The results of the current study showed the result of nanoparticles and their capacity to inhibit the growth and killing of antibiotic-resistant bacterial isolated. The results of our study decided with³⁰, Ni nanoparticles in particular have confirmed broad-spectrum antibacterial goods against both Gram-positive and Gram-negative bacteria. e.g Staph. aureus, proteus mirabilis E. coli and Pseudomonas aeruginosa.The antimicrobial machinery of action of NPs is generally described as adhering to one of three models: oxidative stress initiation, metal ion release, or non-oxidative mechanisms. These three types of machines can occur simultaneously. Certain studies have proposed that NiNPs prompt neutralization of the surface electric charge of the bacterial membrane and alteration its penetrability, ultimately leading to bacterial death. Moreover, the generation of reactive oxygen species (ROS) prevents the antioxidant protection system and causes mechanical injury to the cell membrane. According to existing research, the major events underlying the antibacterial effects of NPs are as follows: 1) trouble of the bacterial cell membrane; 2) generation of ROS; 3) diffusion of the bacterial cell membrane; and 4) introduction of intracellular antibacterial effects, including interactions with DNA and proteins .5) the capacity of nickel ferrites to induce gaps and pits which causes the membrane of the bacterium cells to piece.

The method results High resistance degree of antibiotics by Gram-negative bacilli and Gram positive cocci isolated may be due to extensive drug-resistant bacteria or self-medication³¹. Studied the antibacterial activity of Ni nanoparticles in mixture with different antibiotics “tetracycline and ciprofloxacin erythromycin and chloramphenicol. Against Gram positive and Gram-negative bacteria “Strepto pneumoniae Staphyl. aureus, Shig. flexneri and Pseudomonas aeruginosa” with inhibition of bacterial biofilm action about 65%.

A current study by³², they found synergistic antimicrobial influence of NINPs in mixture with streptomycin and kanamycin, oxytetracycline against Staph .aureus, Escherichia coli Pseudomonas aeruginosa with 80–90 % inhibition of bacterial biofilm creation. In this study, NiNPs showed remarkable antibacterial action against multidrug-resistant Gram-negative and Gram positive bacilli isolated from surgery wound infections, these results are consistent with numerous of studies have documented antibacterial actions of NiNPs against Gram-positive and Gram-negative bacterial pathogens with close outcomes of MIC values³³.

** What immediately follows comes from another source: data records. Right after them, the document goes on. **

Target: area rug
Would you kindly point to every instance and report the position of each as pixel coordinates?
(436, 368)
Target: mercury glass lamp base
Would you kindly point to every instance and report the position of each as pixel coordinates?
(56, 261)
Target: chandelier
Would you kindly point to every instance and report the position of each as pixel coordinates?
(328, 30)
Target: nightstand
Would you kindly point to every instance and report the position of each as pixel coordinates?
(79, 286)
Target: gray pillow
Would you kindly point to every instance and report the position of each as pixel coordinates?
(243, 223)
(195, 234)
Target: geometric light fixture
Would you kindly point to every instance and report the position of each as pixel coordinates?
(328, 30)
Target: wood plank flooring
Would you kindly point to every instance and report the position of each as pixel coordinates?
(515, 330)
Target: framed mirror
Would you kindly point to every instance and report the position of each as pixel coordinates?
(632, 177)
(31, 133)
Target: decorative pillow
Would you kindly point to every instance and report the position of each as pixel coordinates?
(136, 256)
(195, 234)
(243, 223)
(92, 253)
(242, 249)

The synergistic anti-bacterial and anti-biofilm action between NiNPs and designated antibiotics might be ascribed to different machineries of action of antibiotics and NiNPs effect molecular targets different from selected drugs which including “ i) NiNPs enter bacterial cell, denature ribosomes and overpower the expression of enzymes and proteins essential for ATP manufacture, thus leading to cell disruption. ii) NiNPs has also the ability to avoid DNA relaxing by binding to them, hence inhibiting the repetition of bacteria. iii) Targeting the bacterial membrane also leads to dissipation of proton motive force³⁴.